Over at Accelerating Future, Michael Anissimov is worried about what we might call a hard nano-takeoff:

The first nanofactories will be both impressive (in their exponential qualities and complete automation of manufacturing) and unimpressive (their chemical inflexibility, possible cooling requirements, electricity consumption, limited initial design space, etc.) I predict they will be revolutionary enough that the first model may also be one of the most widely distributed. Unless there are serious restrictions on nanofactory self-replication, a near-exponential flood of nanofactories and nanoproducts will follow, flowing from the first system to cross that adoption tipping point.

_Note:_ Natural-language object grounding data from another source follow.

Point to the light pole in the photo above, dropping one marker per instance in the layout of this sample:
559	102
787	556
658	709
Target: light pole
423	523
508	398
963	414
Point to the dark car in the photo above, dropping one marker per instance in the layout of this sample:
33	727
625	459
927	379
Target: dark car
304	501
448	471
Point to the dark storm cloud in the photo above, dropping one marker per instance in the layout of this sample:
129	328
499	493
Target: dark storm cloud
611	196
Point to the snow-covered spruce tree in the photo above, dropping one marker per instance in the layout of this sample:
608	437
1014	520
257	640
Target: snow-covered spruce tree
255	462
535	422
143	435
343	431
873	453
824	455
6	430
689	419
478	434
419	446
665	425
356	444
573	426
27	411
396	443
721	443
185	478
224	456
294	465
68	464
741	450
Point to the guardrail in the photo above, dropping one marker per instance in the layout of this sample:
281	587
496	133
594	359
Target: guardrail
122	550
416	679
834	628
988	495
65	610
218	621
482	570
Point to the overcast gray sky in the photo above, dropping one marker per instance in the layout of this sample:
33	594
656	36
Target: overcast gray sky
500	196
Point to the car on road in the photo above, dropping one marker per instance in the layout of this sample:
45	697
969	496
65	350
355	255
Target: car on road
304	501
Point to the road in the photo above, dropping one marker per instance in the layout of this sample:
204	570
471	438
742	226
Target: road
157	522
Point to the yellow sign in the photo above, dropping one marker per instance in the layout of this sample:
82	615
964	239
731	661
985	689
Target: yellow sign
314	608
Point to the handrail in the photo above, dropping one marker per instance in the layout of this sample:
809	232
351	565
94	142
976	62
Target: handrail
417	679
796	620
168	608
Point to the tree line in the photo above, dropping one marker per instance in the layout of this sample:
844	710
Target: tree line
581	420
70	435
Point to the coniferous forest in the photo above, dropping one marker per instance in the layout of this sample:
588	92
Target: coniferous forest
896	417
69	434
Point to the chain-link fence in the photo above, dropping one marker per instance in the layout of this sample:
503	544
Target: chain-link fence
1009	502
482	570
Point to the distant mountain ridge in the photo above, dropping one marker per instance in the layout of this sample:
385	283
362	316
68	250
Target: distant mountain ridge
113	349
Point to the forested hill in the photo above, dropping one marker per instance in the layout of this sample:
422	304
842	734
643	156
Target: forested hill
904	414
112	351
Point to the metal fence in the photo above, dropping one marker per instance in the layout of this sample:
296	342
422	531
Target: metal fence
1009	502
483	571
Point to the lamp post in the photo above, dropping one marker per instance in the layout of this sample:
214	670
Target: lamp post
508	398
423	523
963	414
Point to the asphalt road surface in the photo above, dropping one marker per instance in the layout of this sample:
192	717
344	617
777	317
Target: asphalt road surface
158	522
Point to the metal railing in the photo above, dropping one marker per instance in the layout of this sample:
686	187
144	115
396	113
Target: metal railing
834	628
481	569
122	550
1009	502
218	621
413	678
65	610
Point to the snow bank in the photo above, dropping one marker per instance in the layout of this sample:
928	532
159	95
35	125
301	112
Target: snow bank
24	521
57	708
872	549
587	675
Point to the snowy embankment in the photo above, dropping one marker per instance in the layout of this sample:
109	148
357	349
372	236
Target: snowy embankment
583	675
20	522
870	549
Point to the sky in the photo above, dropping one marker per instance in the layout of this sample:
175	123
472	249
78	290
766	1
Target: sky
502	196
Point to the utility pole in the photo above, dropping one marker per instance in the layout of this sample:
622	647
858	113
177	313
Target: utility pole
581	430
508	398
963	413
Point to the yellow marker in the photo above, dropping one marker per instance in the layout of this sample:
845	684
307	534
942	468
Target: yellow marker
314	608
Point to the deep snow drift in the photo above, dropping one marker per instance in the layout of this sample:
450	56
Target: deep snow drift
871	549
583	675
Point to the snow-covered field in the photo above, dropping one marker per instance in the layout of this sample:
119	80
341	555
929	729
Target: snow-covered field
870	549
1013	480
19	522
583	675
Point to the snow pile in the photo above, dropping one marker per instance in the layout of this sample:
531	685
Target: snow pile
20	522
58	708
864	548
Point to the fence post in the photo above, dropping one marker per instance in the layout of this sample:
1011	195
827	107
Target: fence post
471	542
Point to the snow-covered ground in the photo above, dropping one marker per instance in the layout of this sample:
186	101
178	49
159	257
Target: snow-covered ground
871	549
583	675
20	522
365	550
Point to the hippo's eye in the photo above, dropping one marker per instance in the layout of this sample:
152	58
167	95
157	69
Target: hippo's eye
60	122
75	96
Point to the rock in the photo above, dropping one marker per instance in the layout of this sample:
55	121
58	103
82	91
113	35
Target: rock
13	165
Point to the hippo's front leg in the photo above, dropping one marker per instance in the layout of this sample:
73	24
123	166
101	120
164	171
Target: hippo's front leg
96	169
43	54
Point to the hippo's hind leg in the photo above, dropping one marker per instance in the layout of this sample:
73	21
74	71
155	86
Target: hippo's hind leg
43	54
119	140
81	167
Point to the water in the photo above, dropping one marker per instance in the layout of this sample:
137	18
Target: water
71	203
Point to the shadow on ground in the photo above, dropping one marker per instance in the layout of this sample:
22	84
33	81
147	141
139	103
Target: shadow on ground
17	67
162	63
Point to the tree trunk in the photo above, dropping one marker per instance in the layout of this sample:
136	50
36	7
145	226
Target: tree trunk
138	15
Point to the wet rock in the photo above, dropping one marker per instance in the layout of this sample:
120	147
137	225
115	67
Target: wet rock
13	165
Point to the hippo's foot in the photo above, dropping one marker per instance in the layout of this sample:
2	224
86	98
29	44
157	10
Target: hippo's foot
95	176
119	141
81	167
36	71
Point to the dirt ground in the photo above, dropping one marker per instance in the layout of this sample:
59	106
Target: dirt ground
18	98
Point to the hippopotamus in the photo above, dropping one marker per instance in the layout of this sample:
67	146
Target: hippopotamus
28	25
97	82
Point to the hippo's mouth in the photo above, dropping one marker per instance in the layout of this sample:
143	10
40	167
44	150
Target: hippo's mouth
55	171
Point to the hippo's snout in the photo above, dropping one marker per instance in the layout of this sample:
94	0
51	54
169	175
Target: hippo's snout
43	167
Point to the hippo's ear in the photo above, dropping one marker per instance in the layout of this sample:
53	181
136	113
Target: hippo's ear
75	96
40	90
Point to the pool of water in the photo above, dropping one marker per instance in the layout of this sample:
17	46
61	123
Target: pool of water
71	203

I beg to differ. The first nanofactories will probably be DNA/RNA/protein gadgets requiring thousands of steps by skilled scientists to coax them to build a new gadget (which will consist only of DNA/RNA/protein), or diamondoid gadgets in high vacuum requiring thousands of steps by skilled scientists to coax them to build a new gadget (which will consist only of diamondoid), or possibly even tungsten carbide gadgets doing EDM with nanotubes, requiring thousands of steps by skilled scientists to coax them to build a new gadget (which will consist only of tungsten carbide, the nanotubes having to be supplied from outside). Early nanofactories will be cranky and experimental, expensive, require expensive inputs, be able to produce only very limited products, and be very lucky to replicate themselves before they break down.

And they won’t be able to build anything like the conquer-the-world whizbangs that Michael is worried about.

And that’s if we arbitrarily define a nanofactory as being something that’s theoretically capable of replicating itself in the first place.

Having a nanofactory will be a lot like having an ENIAC. In 1946. There’ll be no need to worry about the Internet viruses and spam for a little while. Very, very few people will have the skill to get anything useful out of it at all. Think first generation, second generation, etc. computers — decades of development. It’s easy for software people to forget just how hard it is to make things work in the real, physical world. Rates of development in computers — the Moore’s Law curve — have been ten times corresponding growth rates in general industrial development. When the nano/AI revolution gets going in earnest, physical-world rates may catch up, but we have to get there first.

So, expect nanofactories to go through a long series of generations of increasing speed and capabilities — and of the capabilities of their products. The people who will get down that path the fastest are very likely to be the same ones who already have nuclear weapons — the governments of the major world powers. There will be no real reason for them to upset the applecart. They already have a jaundiced eye out for others trying to steal a march with advanced technology, and their having nanotech will make that kind of watching only easier to do. Sure, in the long run, nations that are on the verge of being able to build nuclear weapons now will be likely to be able to build nanoweapons.

If you had an advanced nanofactory today, you’d be in the position of someone in 1946 being given an IBM Blue Gene with no software, and no interface beyond panel lights and console switches (i.e. you enter your program in binary). There’s a lot of work between that and a TTY command line, much less a widgets-and-windows GUI.

By the time we have working nanofactories, I opine, we’ll have fairly capable AI that will help us develop that kind of software — the product designs and manufacturing methods for them — faster and less expensively than otherwise. But consider: nanocomputers are very likely to be among the earliest products from nanotech as it develops. Which means that there will be AI in not only the nanofactories, but, wherever necessary, in the products. Which means that, by the time someone’s nano-assassin floats over on the jet stream, it’ll find smart nano-cops (already busy herding errant salmonella) waiting for it.